Análise Forense e Erradicação
Após a contenção, o time entrou em ação. Descobriu-se que o atacante já havia plantado um “Beacon” (sinalizador) em outros dois servidores de backup, prontos para serem ativados caso a conexão principal caísse.
Graças à visibilidade total proporcionada pelos agentes de EDR, o SOC conseguiu mapear todos os binários modificados e limpá-los antes que o ransomware fosse executado. Não houve perda de dados e nenhuma patente foi exfiltrada.
Impacto e ROI (Retorno sobre Investimento)
A empresa estimou que uma parada total de seus sistemas logísticos durante a safra custaria aproximadamente R$ 1,2 milhão por hora. Além disso, o pagamento do resgate solicitado (comum nesses casos) giraria em torno de US$ 2 milhões.
Resultados do SOC:
- Tempo de Detecção (MTTD): Reduzido de dias (média de mercado) para 5 minutos.
- Tempo de Resposta (MTTR): 12 minutos para contenção total.
- Continuidade de Negócio: 100% de disponibilidade mantida durante o incidente.
Lições Aprendidas e Evolução da Defesa
O sucesso deste case não se limitou a parar o ataque, mas em fortalecer a empresa para o futuro. Após o incidente, o SOC recomendou:
- Implementação de MFA Adaptativo: Exigência de segundo fator baseado em geolocalização e comportamento.

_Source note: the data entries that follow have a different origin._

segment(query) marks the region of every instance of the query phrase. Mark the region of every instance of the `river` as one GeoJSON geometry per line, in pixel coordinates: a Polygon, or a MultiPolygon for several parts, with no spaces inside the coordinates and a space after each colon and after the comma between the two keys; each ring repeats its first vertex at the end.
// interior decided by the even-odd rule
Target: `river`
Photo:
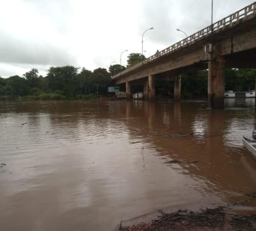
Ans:
{"type": "Polygon", "coordinates": [[[113,230],[157,209],[198,210],[256,191],[240,136],[254,100],[0,102],[5,230],[113,230]]]}

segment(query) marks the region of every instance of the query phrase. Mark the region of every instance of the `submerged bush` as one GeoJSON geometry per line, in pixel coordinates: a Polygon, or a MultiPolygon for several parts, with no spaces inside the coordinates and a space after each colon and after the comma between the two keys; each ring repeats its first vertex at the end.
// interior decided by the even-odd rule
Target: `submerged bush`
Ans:
{"type": "Polygon", "coordinates": [[[90,94],[88,95],[85,95],[83,94],[77,94],[76,95],[76,98],[77,100],[92,100],[94,98],[97,98],[97,95],[94,95],[93,94],[90,94]]]}

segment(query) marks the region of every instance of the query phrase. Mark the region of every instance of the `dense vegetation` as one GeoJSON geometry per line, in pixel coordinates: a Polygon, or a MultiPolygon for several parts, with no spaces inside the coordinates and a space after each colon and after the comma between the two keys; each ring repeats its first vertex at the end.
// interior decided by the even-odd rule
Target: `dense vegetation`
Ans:
{"type": "MultiPolygon", "coordinates": [[[[140,54],[128,56],[127,66],[141,61],[140,54]]],[[[107,88],[115,86],[111,76],[126,69],[115,64],[108,71],[98,68],[93,72],[72,66],[51,67],[46,76],[38,75],[36,69],[25,73],[23,77],[0,77],[0,98],[24,98],[34,99],[87,99],[108,95],[107,88]]],[[[255,89],[256,69],[227,69],[226,89],[243,91],[255,89]]],[[[156,81],[158,95],[173,97],[173,82],[156,81]]],[[[125,90],[125,86],[123,86],[125,90]]],[[[143,86],[133,87],[133,92],[143,91],[143,86]]],[[[207,71],[183,74],[182,97],[183,98],[207,97],[207,71]]]]}

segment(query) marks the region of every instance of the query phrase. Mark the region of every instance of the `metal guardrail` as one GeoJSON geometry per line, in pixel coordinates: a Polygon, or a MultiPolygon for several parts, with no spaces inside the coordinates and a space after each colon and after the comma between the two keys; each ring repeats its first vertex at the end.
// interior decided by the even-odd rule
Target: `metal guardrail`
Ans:
{"type": "Polygon", "coordinates": [[[121,75],[145,65],[153,60],[155,60],[156,59],[158,59],[166,54],[174,52],[177,49],[185,47],[185,46],[187,47],[188,46],[191,45],[196,41],[197,41],[202,38],[205,38],[210,35],[218,33],[224,29],[230,28],[241,22],[242,20],[244,21],[251,19],[252,18],[252,15],[253,16],[256,16],[256,2],[254,2],[252,4],[247,5],[241,10],[238,10],[235,13],[217,21],[213,25],[210,25],[202,30],[199,30],[199,32],[188,36],[178,43],[176,43],[169,47],[160,51],[149,58],[144,60],[143,63],[140,63],[127,69],[126,70],[122,71],[120,73],[118,73],[113,76],[113,78],[119,77],[121,75]]]}

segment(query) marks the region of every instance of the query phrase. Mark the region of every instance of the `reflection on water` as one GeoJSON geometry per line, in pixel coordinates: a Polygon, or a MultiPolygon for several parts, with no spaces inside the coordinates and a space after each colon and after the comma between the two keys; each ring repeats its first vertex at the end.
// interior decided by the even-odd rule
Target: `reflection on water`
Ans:
{"type": "Polygon", "coordinates": [[[226,106],[0,103],[1,230],[111,230],[155,209],[254,192],[256,163],[240,136],[254,128],[254,100],[226,106]]]}

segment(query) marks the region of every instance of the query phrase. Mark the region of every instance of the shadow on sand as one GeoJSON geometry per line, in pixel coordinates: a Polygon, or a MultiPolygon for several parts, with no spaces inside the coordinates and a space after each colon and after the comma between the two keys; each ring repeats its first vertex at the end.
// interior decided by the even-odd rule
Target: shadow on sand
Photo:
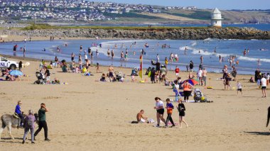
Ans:
{"type": "Polygon", "coordinates": [[[258,135],[270,135],[270,132],[244,132],[244,133],[258,135]]]}

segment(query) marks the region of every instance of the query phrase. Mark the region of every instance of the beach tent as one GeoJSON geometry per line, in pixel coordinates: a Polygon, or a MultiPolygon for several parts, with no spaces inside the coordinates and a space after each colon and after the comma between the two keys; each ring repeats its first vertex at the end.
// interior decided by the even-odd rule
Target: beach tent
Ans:
{"type": "Polygon", "coordinates": [[[14,69],[14,70],[9,72],[9,74],[13,75],[13,76],[22,76],[22,75],[23,75],[23,72],[21,72],[21,71],[16,70],[16,69],[14,69]]]}
{"type": "Polygon", "coordinates": [[[193,79],[186,79],[185,81],[183,81],[181,84],[183,84],[185,82],[188,82],[189,84],[190,84],[191,85],[193,86],[195,86],[195,85],[197,85],[199,84],[198,82],[197,82],[196,80],[193,79]]]}

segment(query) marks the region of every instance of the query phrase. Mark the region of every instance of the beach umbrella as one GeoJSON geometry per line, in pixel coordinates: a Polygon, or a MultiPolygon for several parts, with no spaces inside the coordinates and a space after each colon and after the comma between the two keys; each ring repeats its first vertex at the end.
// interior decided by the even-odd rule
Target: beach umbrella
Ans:
{"type": "Polygon", "coordinates": [[[182,82],[182,84],[183,84],[185,82],[188,82],[189,84],[190,84],[193,85],[193,86],[199,84],[198,82],[197,82],[196,80],[195,80],[195,79],[186,79],[186,80],[183,81],[183,82],[182,82]]]}
{"type": "Polygon", "coordinates": [[[14,76],[22,76],[22,75],[23,75],[23,72],[21,72],[18,70],[16,70],[16,69],[14,69],[14,70],[9,72],[9,74],[14,75],[14,76]]]}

- Segmentação de Rede Micro-granular: Garantir que um fornecedor de máquinas não consiga sequer “enxergar” a rede onde residem as patentes.
- Treinamento de Conscientização: Extensão dos protocolos de segurança para os funcionários dos fornecedores.
Conclusão: A Segurança como Habilitadora de Negócios
A empresa hoje utiliza o SOC como um diferencial competitivo. Ao garantir que seus dados e os dados de seus parceiros estão protegidos sob vigilância constante, a empresa conseguiu fechar contratos internacionais de exportação que exigiam padrões rigorosos de segurança cibernética (como a ISO 27001).